Friday, January 30th, 2015 | Posted by Violette Malan

duncan past Connor Gormley wrote a post not long ago in which he discussed the seeming sameness of the current state of Fantasy. That the genre which should be most imaginative showed a singular lack of imagination, or flexibility might be a better word, in its choice of settings and characters. The comments give you a pretty good idea of how people agreed or disagreed with his thesis, and the whole post is well worth looking at. I think what it did for a lot of people, however, is remind them of books they’ve read that aren’t cloyed down with the sameness of things.

In my case, I was reminded specifically of Dave Duncan’s work. I’ve mentioned his Alchemist Novels in discussing fantasy mysteries, and one day I’d like discuss the brilliant West of January in more detail, but at the moment I want to introduce you to the trilogy The Great Game, made up of Past Imperative, Present Tense, and Future Indefinite.

At first glance it seems we’re being dealt a typical stranger-in-a-strange land trope, but as is so often the case with Duncan, the first glance is all you get for free. I think it’s safe to say that whatever you think Duncan’s up to, it’s very seldom what’s going on.

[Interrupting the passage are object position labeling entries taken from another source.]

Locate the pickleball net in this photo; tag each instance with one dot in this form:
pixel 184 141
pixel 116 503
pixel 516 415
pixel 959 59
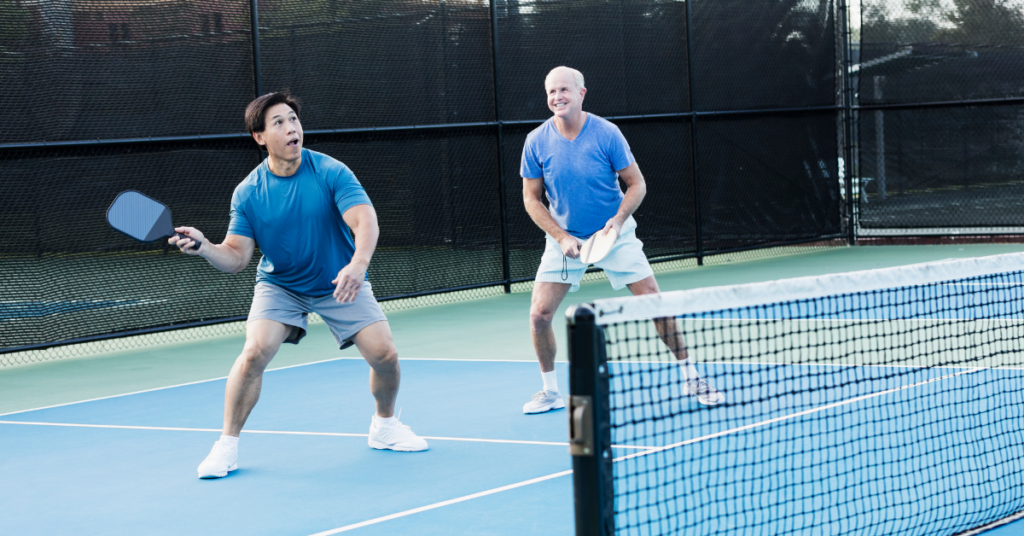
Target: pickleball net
pixel 878 402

Part Imperative begin with two apparently unconnected storylines, or rather, we assume they are connected – not being entirely new to this game ourselves – but we aren’t shown how until much farther into the narrative than we’d expect. An epigraph does give us a broad hint, but honestly, it’s very easy to overlook. I have a theory that fewer than half of all readers actually read epigraphs, even the ones at the beginning of chapters, but that’s neither here nor there – which, come to think of it, pretty much describes the position of Duncan’s characters.